The property developer bribery trials kicked off yesterday. The National's Hani M Bathish reports that lawyers from seven former property executives -- who worked for major developers including Sama Dubai, Damac and Nakheel -- accused of taking bribes and illegal commissions claimed that there was nothing in UAE law that prohibited what their clients had done.
And there is some good news for Abu Dhabi's housing crunch in the long term, if not the short term. The Abu Dhabi Urban Planning Council announced plans to create 50,000 more homes for Emiratis over the next 20 years, report Tala al Ramahi and Nathalie Gillet of The National.
Meanwhile, Dubai's crackdown on villa sharing continues, reports The National's Praveen Menon, with over 4,000 villa shares broken up and more to come.

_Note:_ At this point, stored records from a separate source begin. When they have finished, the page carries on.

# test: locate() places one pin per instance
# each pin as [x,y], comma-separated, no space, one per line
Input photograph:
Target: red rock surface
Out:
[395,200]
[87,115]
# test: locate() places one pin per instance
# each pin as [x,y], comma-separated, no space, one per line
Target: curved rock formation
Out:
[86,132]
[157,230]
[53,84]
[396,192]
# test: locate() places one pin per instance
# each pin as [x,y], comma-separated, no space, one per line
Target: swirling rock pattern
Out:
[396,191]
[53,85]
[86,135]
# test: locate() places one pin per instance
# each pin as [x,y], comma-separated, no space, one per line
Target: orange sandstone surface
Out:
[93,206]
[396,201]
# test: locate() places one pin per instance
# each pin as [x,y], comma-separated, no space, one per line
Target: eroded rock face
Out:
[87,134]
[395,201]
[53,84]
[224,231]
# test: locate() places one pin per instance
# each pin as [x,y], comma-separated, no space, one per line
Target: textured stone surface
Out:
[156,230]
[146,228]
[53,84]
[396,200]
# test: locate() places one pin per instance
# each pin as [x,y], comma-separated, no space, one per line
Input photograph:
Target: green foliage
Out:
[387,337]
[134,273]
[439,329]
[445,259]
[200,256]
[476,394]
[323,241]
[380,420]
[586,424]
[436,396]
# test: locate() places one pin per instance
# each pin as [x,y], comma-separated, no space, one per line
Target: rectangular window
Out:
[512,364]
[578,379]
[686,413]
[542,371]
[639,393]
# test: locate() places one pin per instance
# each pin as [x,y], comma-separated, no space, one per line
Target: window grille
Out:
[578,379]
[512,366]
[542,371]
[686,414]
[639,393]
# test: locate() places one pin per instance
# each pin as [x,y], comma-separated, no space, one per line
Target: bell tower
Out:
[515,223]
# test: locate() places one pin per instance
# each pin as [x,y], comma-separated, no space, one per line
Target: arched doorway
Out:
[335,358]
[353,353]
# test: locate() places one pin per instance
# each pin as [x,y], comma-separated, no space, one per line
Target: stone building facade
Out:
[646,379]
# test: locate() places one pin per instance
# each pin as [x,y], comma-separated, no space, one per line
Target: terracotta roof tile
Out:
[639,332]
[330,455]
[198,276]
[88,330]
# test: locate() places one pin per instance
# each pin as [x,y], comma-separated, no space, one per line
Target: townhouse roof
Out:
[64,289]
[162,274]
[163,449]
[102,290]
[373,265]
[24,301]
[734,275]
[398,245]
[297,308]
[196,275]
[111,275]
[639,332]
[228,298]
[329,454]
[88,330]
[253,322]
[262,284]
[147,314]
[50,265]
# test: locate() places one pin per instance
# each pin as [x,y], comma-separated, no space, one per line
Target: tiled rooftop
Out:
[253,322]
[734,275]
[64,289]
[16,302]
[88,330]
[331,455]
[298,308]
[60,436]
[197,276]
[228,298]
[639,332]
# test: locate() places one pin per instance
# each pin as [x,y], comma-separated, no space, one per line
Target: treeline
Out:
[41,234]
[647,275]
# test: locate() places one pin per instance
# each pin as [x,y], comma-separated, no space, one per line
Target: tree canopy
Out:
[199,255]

Gulf News' Suzanne Fenton reports that property experts have been seeing a shift towards rentals and buying in community development areas, such as Discovery Gardens and Dubai Marina over the last two months. Emirates Business 24/7 has a similar story from Reuters about the shift toward "new Dubai."
The Saudi property market is expected to stay strong despite the global crisis, according to Dr Abdullah M Bin Mahfouz, vice chairman of the Jeddah Chamber of Commerce and Industry, reports Joanna Hartley in Arabian Business.
Morning Roundup: "A Fannie Mae for the UAE?"